Protein-coding gene in the species Homo sapiens

Protocadherin 11 X-linked, also known as PCDH11X, is a protein which in humans is encoded by the PCDH11X gene.

== Function ==

This gene belongs to the protocadherin gene family, a subfamily of the cadherin superfamily. The encoded protein consists of an extracellular domain containing 7 cadherin repeats, a transmembrane domain and a cytoplasmic tail that differs from those of the classical cadherins. The gene is located in a major X/Y block of homology and its Y homolog (PCDH11Y), despite divergence leading to coding region changes, is the most closely related cadherin family member. The protein is thought to play a fundamental role in cell–cell recognition essential for the segmental development and function of the central nervous system.
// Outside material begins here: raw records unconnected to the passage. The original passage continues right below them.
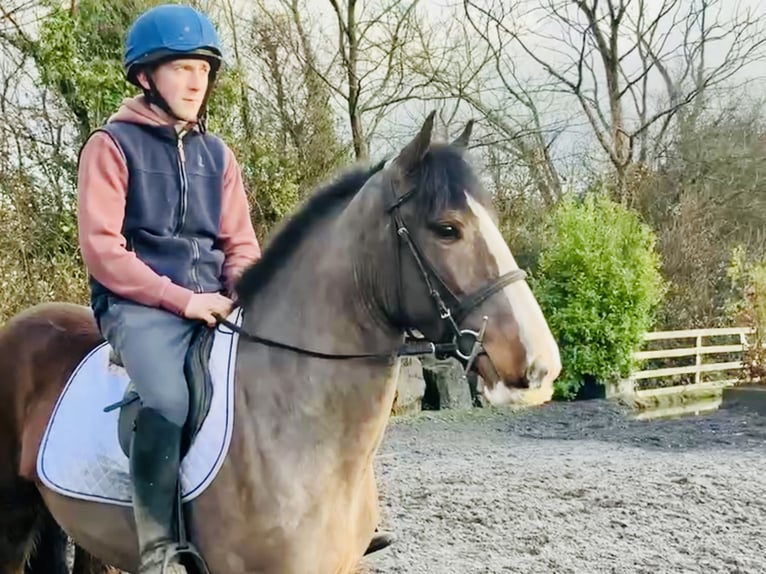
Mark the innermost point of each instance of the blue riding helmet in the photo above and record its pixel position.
(167, 31)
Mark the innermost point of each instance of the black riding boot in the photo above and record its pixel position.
(154, 466)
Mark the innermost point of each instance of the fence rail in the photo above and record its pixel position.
(732, 352)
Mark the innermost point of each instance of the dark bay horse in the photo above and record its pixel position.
(411, 246)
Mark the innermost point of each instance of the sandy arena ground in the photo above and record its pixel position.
(573, 488)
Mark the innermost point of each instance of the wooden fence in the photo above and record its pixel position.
(695, 359)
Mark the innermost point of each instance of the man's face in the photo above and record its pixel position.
(183, 84)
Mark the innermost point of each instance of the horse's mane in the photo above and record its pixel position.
(442, 178)
(324, 201)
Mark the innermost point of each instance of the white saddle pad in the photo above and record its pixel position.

Neuronal self-avoidance is intricately linked to protocadherin activity. It also plays a role in structural cell-to-cell adherence. Transcripts arising from alternative splicing encode isoforms with variable cytoplasmic domains.

== Clinical significance ==

In a genome-wide association study, the PCDH11X gene has been linked as a risk factor in late onset Alzheimer's disease, but other studies on different populations could not confirm the initial association. The clinical significance of this gene is unclear, and the gene might play different roles in different population specific contexts.